It also varies with signal level and volts/div setting which indicates that something uncouth is going on.
I think the display also varies with the spectrum of the incoming signal. Didn't properly tested yet if the spectrum outside 100 MHz is the real cause, but I noticed that a 30 MHz square wave with a 10ns rise/fall time is displayed reasonably well, while the same 30 MHz and same voltage level from a TTL output (probably a 2ns fall/rise time, not specified in the generator's specs) is very distorted in various ways depending on the on/off status of the sinx/x mode and vector/dots mode. The slow edge signal was taken from the signal output of a DG4102 DDS generator, while the fast edge signal was taken from the sync output of the same generator which sync output is described as TTL compatible.
I didn't double checked with an analog oscilloscope if the two signals were really the same square wave with the only difference in edges' speed, but I'm almost sure they were the same, because the artifacts I've seen were nothing like normal ringings or reflections. They were weird and unnatural looking shapes that I've never seen before, clearly visible only when the fall/rise edges were << 10ns (for a 30 MHz square wave, 50%, TTL level, and the oscilloscope sampling rate at 250MSa/s).

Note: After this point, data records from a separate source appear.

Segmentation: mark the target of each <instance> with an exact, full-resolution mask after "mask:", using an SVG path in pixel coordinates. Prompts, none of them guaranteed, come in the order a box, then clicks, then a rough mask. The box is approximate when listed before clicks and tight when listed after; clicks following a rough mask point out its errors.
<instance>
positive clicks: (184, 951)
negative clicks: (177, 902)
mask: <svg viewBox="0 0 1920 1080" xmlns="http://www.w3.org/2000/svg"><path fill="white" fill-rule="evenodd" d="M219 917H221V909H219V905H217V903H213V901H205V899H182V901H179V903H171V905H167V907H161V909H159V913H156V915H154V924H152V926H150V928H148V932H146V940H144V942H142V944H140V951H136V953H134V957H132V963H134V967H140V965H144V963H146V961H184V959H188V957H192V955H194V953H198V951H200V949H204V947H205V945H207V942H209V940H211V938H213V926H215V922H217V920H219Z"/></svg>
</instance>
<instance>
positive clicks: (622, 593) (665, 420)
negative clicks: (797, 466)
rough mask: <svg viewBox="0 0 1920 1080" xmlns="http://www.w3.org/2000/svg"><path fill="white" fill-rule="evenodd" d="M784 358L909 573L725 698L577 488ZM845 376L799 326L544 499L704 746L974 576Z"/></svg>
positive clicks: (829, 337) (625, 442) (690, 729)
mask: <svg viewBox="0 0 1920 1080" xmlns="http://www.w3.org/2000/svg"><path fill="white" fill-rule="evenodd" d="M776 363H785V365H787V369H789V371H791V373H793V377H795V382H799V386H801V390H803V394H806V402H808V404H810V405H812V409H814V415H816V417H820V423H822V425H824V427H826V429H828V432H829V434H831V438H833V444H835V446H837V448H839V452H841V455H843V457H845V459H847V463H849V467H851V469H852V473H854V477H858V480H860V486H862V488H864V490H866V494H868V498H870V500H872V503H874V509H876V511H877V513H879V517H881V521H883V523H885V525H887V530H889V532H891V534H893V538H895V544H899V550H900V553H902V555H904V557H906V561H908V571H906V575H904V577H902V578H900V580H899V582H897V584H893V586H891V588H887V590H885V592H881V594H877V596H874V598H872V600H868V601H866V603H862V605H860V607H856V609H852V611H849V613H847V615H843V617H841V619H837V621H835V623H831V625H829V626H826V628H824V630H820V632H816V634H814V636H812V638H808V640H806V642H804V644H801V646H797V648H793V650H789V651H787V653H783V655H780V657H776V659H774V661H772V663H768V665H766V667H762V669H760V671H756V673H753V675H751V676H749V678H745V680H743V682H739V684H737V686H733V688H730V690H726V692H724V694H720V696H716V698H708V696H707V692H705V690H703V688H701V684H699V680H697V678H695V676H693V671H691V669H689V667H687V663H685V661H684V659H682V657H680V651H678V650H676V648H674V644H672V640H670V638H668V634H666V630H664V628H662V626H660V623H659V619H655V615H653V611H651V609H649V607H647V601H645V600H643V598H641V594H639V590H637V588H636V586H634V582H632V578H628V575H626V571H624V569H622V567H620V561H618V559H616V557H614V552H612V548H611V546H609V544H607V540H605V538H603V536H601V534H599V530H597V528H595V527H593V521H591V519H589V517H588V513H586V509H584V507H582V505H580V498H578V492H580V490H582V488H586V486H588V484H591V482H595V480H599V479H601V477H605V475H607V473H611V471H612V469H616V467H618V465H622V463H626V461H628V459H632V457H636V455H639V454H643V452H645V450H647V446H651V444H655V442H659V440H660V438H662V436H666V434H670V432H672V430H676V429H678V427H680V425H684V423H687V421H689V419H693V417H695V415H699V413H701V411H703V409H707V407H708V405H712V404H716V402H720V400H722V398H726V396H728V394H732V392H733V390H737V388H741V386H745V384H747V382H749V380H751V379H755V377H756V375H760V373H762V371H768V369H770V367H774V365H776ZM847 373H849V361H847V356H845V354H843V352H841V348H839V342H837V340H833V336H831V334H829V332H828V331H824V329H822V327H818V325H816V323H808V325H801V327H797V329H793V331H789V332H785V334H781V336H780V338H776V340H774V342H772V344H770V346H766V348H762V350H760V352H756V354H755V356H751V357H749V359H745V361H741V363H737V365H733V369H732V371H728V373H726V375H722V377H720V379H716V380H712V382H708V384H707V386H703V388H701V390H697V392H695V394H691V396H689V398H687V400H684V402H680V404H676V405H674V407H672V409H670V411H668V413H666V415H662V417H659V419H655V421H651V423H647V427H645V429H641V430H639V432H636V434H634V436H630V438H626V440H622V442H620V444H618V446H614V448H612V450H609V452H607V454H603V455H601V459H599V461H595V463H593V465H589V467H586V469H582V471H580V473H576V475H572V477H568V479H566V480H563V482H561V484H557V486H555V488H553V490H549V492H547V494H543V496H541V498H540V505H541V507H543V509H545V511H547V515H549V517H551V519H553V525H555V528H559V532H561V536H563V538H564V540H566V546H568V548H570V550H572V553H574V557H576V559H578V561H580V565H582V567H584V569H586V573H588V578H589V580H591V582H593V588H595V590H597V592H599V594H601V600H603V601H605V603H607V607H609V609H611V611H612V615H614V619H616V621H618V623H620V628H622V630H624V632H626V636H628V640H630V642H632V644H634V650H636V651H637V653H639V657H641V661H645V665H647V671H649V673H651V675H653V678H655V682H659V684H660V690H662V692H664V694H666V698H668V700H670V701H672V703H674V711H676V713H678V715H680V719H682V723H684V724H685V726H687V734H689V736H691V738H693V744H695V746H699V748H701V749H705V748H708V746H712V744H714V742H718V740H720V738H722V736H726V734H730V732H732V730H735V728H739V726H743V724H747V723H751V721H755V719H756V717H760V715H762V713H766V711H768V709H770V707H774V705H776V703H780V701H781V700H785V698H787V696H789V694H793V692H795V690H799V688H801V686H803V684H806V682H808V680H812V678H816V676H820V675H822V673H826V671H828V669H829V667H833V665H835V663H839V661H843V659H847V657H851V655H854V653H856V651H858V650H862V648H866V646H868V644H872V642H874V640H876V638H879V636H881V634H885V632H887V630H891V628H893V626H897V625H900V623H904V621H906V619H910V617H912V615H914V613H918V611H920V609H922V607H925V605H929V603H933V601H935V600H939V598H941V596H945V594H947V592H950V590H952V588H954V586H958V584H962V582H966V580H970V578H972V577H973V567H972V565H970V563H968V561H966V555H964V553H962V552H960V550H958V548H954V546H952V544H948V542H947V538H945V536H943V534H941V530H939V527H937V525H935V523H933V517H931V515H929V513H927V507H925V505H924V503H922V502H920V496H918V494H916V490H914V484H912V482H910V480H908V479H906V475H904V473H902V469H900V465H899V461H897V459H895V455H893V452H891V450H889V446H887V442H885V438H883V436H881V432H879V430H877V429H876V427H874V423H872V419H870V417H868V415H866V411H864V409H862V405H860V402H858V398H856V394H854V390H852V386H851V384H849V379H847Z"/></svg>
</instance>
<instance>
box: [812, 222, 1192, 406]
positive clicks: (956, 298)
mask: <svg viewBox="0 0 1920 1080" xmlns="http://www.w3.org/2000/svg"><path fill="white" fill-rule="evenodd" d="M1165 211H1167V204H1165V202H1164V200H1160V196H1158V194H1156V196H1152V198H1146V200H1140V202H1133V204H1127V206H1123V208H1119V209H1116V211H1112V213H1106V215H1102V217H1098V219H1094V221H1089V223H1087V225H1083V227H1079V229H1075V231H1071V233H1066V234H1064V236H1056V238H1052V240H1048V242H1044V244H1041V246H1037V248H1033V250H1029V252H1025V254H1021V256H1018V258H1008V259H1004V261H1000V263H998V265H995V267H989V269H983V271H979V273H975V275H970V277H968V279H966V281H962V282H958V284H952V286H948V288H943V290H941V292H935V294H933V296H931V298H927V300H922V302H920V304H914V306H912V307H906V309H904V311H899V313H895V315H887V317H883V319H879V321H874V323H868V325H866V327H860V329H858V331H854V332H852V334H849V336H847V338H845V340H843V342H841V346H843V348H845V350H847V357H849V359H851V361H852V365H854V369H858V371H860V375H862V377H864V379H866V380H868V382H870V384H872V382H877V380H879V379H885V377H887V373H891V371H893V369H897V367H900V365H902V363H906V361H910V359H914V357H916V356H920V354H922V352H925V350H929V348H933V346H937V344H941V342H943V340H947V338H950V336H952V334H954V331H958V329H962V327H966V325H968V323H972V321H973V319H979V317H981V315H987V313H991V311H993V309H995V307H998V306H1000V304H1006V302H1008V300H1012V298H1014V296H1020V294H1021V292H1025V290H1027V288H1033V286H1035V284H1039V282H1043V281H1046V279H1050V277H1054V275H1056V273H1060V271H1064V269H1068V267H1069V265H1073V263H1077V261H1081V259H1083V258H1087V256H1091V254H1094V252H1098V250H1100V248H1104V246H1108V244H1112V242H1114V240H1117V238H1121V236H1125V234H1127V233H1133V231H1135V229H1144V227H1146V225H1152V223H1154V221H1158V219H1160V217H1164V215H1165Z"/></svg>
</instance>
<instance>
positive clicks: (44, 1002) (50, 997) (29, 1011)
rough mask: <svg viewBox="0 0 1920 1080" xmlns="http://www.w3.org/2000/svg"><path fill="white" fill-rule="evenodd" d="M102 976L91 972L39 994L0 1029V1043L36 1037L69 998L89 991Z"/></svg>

Here's an example with sinx/x off, dots mode, run mode, for the same 30 MHz square signal except the second one has sharper edges:
Please note that we see so many dots because the oscilloscope is in run mode and many screens are overlapped, while the generator and the oscilloscope does not have the internal clocks synchronized. The actual number of samples for a single trace is very small:
Same 30 MHz slow vs fast edges, this time with sin(x)/x on:
Maybe I'll redo the test in a more controlled way and take some snapshots.